Letting Go of Perfection

I always wanted to be creative but never thought I was. I tried to be creative: I read books about creativity, I did exercises, and I meditated on it. But I always felt like a fraud.

I could play the piano but I needed sheet music. I could play the guitar but I could not write my own music. I could draw pretty well but I had to find the right reference photograph. And the drawing had to be perfect or the whole experience would turn negative.

I also wanted to write. I could write a blog or a journal or a book. Anything really. I wasn’t picky. The point was to try and get something out of me. I wanted to leave a piece of myself on a page or out in the open even. So I would try to write and would do it consistently for months at a time. But it started feeling like work to me. And it never delivered that release that journaling supposedly provides.

I always came back to drawing. And while I wanted to draw, I just couldn’t find my style. So instead, I started buying sketchbooks, pens, pencil crayons, paints, ink, brushes, you name it… anything to distract me from actually doing it. Then I signed up for classes. I went to a local studio. I watched videos online. But again, nothing stuck. And I didn’t actually create anything. I just collected the tools and read about the techniques.

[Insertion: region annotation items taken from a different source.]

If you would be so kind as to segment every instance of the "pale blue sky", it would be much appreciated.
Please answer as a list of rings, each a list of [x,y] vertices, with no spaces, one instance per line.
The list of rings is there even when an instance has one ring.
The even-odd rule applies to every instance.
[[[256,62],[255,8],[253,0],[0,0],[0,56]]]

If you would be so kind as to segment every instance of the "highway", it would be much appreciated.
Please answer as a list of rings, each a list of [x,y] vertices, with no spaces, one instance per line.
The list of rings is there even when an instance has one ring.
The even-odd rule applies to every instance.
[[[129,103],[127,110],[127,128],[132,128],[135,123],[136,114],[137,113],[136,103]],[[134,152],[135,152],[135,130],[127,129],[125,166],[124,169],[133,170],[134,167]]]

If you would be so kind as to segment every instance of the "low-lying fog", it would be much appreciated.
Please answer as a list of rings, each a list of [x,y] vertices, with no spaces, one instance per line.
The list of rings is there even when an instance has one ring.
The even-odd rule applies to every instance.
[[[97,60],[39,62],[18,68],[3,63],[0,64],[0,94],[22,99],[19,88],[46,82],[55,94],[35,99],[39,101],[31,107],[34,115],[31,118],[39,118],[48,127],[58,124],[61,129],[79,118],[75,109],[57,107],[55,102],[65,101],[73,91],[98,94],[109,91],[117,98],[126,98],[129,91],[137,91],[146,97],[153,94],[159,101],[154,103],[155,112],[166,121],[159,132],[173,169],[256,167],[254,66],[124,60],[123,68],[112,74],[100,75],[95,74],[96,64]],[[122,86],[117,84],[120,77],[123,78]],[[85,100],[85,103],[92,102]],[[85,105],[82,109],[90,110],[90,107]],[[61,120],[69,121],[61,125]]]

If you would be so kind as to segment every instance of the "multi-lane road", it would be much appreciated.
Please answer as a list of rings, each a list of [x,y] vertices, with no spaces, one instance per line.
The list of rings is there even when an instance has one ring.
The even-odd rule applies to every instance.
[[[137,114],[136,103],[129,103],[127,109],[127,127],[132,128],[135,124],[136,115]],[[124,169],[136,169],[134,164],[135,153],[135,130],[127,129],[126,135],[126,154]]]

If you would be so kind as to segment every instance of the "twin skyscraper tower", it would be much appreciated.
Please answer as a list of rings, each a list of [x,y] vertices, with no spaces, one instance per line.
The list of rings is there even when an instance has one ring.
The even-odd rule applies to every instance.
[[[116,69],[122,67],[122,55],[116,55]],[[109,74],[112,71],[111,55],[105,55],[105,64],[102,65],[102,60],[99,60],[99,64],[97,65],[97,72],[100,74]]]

One day in the fall of 2019, I was sitting on my couch, and I felt inspired. I decided to draw my patio furniture, sitting right out in front me. It took me a long time and it was very rough. But I loved drawing it. And I immediately wanted to draw more.

I walked around my house and started sketching random items.

I then found a photo of a living room that seemed easy enough to draw. And I drew that one too. But it was hard. My angles seemed off and I couldn’t understand the perspective.

So in true Ainslie fashion, I Googled perspective and found video after video on YouTube instructing how to draw with perspective (and rulers and measuring). And as I watched the videos , the joy I felt when I was actually drawing those other objects disappeared.

That’s when it hit me that I needed to draw just for fun. I needed to stop caring how it would turn out. It didn’t need to be perfect. It was about the process and not the end result.

I decided simply to try.

I got rid of my pencil because I felt like it was holding me back. I needed to commit. I needed to draw with a pen only.

It’s funny how scary that actually was. It was so final. I made mistakes: Lots of mistakes. But I found that they could become funny little quirks in my drawings. They added character. It’s my hand and it shows me. And that’s what makes it feel personal and unique.

Letting go of my need to be perfect, gave me freedom that I never felt before. And it brought me a tremendous amount of joy. I realized that the absolute worst thing that could happen if I really messed up a drawing was that I would have to start over. I would lose some time. But I would also learn from it.

OK… that’s too much cross-hatching… don’t do that again. YIKES.

Now I have a personal connection with everything I draw. It is a part of me, on the page. And if you don’t like it, it doesn’t really matter. I don’t even like some of the drawings I create.

But they all come from love and a freedom from the constraints that I had always put on myself. They show the world exactly how I see it: It’s a little wonky, there are no straight lines, and sometimes it just doesn’t make sense.